Buck O'Neil was born in Florida in 1911, and spent part of his youth hanging around the spring training camp of the great Yankees teams of that era. He barnstormed with Satchel Paige and other great Negro League stars as a young man, and later starred in the Negro Leagues, twice winning league batting titles. As a manager for the Kansas City Monarchs he led the team to five pennant winning seasons and two Negro League World Series victories.
In 1962, just a few short years after Jackie Robinson broke the major league color barrier, Buck O'Neil became the first black coach in the majors, with the Chicago Cubs. Later, as a scout for the Cubs, he helped sign future Hall of Fame players Lou Brock and Ernie Banks, as well as future stars Joe Carter and Lee Smith. He also served as a scout for the Kansas City Royals, and as a member of the Hall of Fame's Veterans Committee.

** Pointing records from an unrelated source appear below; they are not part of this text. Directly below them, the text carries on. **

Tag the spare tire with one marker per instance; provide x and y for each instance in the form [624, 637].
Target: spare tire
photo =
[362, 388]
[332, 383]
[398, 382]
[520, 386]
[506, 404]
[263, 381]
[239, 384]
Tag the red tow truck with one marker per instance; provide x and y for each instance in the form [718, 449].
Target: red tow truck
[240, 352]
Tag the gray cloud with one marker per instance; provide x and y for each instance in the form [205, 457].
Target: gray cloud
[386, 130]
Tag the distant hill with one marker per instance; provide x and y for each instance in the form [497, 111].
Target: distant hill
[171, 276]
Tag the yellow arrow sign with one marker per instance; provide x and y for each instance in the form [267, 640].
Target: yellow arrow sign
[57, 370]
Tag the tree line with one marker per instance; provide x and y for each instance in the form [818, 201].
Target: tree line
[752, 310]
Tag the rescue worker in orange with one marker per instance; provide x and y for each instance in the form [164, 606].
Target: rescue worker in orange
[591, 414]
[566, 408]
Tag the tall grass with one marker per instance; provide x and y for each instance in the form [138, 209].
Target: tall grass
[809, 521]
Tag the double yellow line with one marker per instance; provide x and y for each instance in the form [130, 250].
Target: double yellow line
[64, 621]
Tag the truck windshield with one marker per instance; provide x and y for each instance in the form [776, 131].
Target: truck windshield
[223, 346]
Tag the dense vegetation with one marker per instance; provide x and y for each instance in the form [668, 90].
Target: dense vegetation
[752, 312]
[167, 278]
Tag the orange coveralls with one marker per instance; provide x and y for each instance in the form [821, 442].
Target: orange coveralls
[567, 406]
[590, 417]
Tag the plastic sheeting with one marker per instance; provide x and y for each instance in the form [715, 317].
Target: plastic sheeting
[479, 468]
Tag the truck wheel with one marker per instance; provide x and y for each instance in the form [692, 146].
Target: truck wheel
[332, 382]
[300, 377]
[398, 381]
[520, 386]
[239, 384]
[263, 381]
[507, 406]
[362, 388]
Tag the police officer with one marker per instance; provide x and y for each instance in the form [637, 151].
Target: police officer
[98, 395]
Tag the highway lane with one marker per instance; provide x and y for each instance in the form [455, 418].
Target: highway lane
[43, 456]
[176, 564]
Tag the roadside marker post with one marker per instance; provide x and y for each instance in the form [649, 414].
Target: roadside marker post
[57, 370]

If O'Neil's contributions to baseball had ended there, he would still have been considered a major contributor to the game. They did not, however, not by a long shot. O'Neil has spent his life sharing his love of the game and more stories than can be counted about his time in the game. He was one of the leading advocates for the preservation of the history of the Negro Leagues.
A popular fixture in Kansas City, where he was chairman of the Negro League Baseball Museum that is located in that city from it's opening until his death, O'Neil was launched into the national spotlight in 1994, when he played a prominent role in filmmaker Ken Burns' epic "Baseball" series.
Vivacious and very lucid to the very end, Buck was a master storyteller, spinning many yarns about his time in the Negro Leagues, keeping the memory of his fellow players alive for younger generations. Part of what made O'Neil so well loved, in addition to his abilities as a historian and a master storyteller, was his optimism and wit. Kept from playing in the major leagues because of the color of his skin, O'Neil was never bitter or resentful. When he was asked many years after the fact if he'd wished he'd been born later so he could have played in the majors, he famously replied no, that he had been "just on time".
Early in 2006, the Baseball Hall of Fame commissioned a panel of experts to vote in a special election to honor Negro League greats with induction into the hall. Many expected Buck O'Neil to finally be honored, but it was not to be. O'Neil fell one vote short, while 17 others, all deceased, were elected. Again never bitter, O'Neil spoke at the Hall of Fame induction ceremony in July.
Even though he was not elected, he, as always, handled the situation with grace and an amazing sense of perspective "Shed no tears for Buck," he said. "I couldn't attend Sarasota High School. That hurt. I couldn't attend the University of Florida. That hurt. But not going into the Hall of Fame, that ain't going to hurt me that much, no. Before, I wouldn't even have a chance. But this time I had that chance. Just keep loving old Buck."
Later in July, O'Neil became to the oldest man to appear in a professional baseball game when he batted leadoff in both the top and bottom halves of the first inning of the Northern League All-Star game.
Buck O'Neil fought against prejudice and against many odds to lead a great life in baseball, and he shared that life with so many fans of the game that, while it seems odd to say about a man who was almost 95 years old, it feels like was taken from us too soon. So seldom are we blessed to have someone like O'Neil share his or her lives experiences with us. Hall of Famer Reggie Jackson, upon hearing of O'Neils' death, summed it up far better than I ever could dream of by saying "What a fabulous human being. He was a blessing for all of us. I believe that people like Buck and Rachel Robinson and Martin Luther King and Mother Teresa are angels that walk on earth to give us all a greater understanding of what it means to be human. I'm not sad for him. He had a long, full life and I hope I'm as lucky, but I'm sad for us."